Since Pennsylvania's long-arm statute is coextensive with the due process limitations of the federal Constitution, the focal point of the Court's inquiry is whether the exercise of personal jurisdiction is consistent with the well-established constitutional standard of a non-resident defendant having "certain minimum contacts with [the forum state] such that the maintenance of the suit does not offend traditional notions of fair play and substantial justice." Marten v. Finchuam, 499 F.3d 290, 296 (3d Cir. 2007) (citing Int'l Shoe Co. v. Washington, 326 U.S. 310, 316 (1945)); see also Vetrotex Certainteed Corp. v. Consol. Fiber Glass Prods. Co., 75 F.3d 147, 150 (3d Cir. 1996) (noting that federal constitutional doctrine is determinative with respect to personal jurisdiction over non-residents in Pennsylvania). The purpose of requiring such minimum contacts is to provide "fair warning" to a non-resident as to the possibility of being subject to suit in a foreign jurisdiction.

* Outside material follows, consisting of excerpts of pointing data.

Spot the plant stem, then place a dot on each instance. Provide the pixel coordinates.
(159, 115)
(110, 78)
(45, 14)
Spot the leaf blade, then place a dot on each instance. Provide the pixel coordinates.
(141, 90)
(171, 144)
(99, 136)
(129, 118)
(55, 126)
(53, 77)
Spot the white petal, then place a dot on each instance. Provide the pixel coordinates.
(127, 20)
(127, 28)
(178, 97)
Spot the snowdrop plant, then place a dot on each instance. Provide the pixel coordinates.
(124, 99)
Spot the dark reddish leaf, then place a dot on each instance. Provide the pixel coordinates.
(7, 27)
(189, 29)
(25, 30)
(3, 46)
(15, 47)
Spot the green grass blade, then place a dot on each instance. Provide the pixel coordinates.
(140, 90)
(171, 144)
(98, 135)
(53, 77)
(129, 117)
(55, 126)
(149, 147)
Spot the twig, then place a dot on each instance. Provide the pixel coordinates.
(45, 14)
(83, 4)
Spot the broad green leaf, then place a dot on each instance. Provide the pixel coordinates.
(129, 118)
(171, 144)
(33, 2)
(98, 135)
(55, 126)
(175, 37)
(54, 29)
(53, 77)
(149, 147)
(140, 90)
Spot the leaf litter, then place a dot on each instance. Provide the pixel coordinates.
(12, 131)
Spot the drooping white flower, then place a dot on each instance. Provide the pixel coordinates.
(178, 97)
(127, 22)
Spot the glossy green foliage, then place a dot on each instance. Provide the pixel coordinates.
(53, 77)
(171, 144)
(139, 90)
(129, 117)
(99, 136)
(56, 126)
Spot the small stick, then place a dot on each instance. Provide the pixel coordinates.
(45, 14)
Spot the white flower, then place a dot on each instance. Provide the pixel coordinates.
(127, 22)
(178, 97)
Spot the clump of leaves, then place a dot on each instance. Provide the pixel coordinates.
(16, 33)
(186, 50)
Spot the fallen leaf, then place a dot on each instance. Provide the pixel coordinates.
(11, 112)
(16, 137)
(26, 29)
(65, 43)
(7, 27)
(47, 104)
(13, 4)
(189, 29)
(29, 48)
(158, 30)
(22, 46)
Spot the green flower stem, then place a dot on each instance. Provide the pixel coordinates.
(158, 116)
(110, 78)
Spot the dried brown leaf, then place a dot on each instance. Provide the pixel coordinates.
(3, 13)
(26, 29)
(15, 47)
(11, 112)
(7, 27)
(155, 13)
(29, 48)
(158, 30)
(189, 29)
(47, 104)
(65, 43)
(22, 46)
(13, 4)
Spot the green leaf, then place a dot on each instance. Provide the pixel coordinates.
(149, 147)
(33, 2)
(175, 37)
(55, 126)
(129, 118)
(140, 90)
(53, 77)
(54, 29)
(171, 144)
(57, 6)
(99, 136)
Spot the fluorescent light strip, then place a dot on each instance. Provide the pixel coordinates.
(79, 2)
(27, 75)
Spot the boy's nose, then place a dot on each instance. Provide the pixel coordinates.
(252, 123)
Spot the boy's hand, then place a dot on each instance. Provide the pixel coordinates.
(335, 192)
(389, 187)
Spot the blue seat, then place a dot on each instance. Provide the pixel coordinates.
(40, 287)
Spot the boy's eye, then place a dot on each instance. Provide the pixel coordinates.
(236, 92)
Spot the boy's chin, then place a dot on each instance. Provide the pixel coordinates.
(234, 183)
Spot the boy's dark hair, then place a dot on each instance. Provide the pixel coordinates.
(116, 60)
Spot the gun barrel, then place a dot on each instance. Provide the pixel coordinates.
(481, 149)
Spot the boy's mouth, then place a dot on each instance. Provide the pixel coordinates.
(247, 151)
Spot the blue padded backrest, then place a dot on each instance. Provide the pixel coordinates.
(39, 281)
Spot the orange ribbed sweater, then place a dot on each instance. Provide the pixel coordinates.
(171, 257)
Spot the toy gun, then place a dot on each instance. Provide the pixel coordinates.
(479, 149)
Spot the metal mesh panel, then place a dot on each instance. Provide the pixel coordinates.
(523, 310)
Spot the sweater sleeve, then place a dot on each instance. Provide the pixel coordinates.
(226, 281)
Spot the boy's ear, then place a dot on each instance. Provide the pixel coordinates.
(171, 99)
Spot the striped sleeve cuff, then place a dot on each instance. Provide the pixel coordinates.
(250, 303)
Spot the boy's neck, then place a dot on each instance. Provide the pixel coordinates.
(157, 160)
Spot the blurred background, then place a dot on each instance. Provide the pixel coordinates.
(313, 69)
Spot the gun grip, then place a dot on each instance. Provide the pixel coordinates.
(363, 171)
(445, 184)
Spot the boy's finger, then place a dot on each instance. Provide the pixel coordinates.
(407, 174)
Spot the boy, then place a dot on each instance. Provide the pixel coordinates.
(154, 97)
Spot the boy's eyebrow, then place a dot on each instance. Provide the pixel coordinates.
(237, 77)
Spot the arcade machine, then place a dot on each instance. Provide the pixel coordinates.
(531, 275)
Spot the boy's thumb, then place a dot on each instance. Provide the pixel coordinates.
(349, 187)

See Burger King Corp. v. Rudzewicz, 471 U.S. 462, 472 (1985) (quoting Shaffer v. Heitner, 433 U.S. 186, 218 (1977) (Stevens, J., concurring in judgment)). In light of this underlying purpose, the Supreme Court has instructed that "minimum contacts must have a basis in 'some act by which the defendant purposefully avails itself of the privilege of conducting activities within the forum State, thus invoking the benefits and protections of its laws.'" Asahi Metal Indus. Co., Ltd. v. Superior Court of Cal., 480 U.S. 102, 109 (1987) (quoting Burger King, 471 U.S. at 475).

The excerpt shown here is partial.